This effort was part of the Whole Foods Day of Service.

The idea for the garden came from the school’s garden committee members Larren Adams and Vanessa Quan. The mothers approached the school’s principal, Esther Silvers, more than two years ago with the idea.

“I am very concerned, like most parents, about childhood obesity,” Quan said. “I thought this was a wonderful way to educate children on how to eat healthy.”

When approached by the parents, Silvers said she thought the idea was great and it would allow the children to see their food growing.

The garden in the upper school is next to the playground and now has several beds. Silvers said they put a plant bed in for each grade level.

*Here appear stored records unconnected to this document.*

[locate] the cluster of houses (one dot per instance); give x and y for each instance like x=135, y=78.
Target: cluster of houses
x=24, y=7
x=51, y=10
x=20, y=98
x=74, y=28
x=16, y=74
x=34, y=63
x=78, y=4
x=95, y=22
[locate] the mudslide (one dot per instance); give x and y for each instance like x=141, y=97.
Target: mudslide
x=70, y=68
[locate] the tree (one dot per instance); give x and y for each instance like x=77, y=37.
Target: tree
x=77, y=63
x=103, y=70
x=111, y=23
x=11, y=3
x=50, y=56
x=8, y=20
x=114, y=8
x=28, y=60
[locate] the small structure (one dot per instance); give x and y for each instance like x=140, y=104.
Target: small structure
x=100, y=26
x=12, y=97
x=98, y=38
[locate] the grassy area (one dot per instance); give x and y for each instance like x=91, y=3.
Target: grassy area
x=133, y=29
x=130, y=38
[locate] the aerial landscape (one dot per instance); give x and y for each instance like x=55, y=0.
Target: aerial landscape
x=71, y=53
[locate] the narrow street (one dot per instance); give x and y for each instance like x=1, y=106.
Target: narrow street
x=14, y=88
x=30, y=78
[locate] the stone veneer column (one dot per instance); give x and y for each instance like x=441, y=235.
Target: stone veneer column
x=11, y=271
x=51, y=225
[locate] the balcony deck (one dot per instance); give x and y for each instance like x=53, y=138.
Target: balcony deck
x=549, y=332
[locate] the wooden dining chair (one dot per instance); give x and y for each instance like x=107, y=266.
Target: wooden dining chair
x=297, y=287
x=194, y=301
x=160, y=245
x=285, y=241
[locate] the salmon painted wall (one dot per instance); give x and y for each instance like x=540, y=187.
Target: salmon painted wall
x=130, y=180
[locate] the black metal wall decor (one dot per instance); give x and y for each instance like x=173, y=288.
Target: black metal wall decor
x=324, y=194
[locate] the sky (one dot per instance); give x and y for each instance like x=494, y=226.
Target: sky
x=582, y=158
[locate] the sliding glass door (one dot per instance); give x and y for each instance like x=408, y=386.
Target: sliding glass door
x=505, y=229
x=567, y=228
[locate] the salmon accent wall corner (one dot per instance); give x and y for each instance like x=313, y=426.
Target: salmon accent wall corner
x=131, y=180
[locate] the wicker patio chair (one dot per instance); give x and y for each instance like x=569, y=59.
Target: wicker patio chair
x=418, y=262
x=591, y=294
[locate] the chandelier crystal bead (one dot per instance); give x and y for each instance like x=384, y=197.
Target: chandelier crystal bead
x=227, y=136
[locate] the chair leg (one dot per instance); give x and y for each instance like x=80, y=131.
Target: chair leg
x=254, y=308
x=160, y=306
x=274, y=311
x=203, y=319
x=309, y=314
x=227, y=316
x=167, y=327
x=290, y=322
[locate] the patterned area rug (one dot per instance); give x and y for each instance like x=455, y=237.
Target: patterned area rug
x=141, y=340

The students enjoy the opportunity to work in the garden. Fifth grader Alexandra Jepson said she liked the garden because she has learned how to keep a garden healthy.

More than 20 volunteers helped to install four new planting beds and rain barrels on the service day. They also prepared the other six beds for the students to plant fall vegetables.

The day started at 9 a.m. and as parents arrived, Farmer D brought the new plant beds made from cedar wood. Adams said they chose cedar because the wood is not treated with arsenic when it goes through its processing.

On the side of the garden, volunteers with Chattahoochee River Keepers helped spray paint and install the rain barrels while Adams took a few volunteers to the lower school garden to put in one of the plant beds.

“We realized after the end of last year that the lower school children did not have their own creative engagement with the garden unless their teachers planned something around it,” Adams said. “We proposed to the PTA to start one for the lower school.”

Each group joined the effort in various ways. Whole Foods helped to provide $2,000 for the school through its Whole Kids foundation.

Kirstin Howard, marketing team leader for the market, said the foundation desires to help children eat healthier and, through the funds, the school could install benches for the garden to help teachers as they educate their students outside.

The foundation will also participate in the school’s science night that will feature vegetables grown in the garden.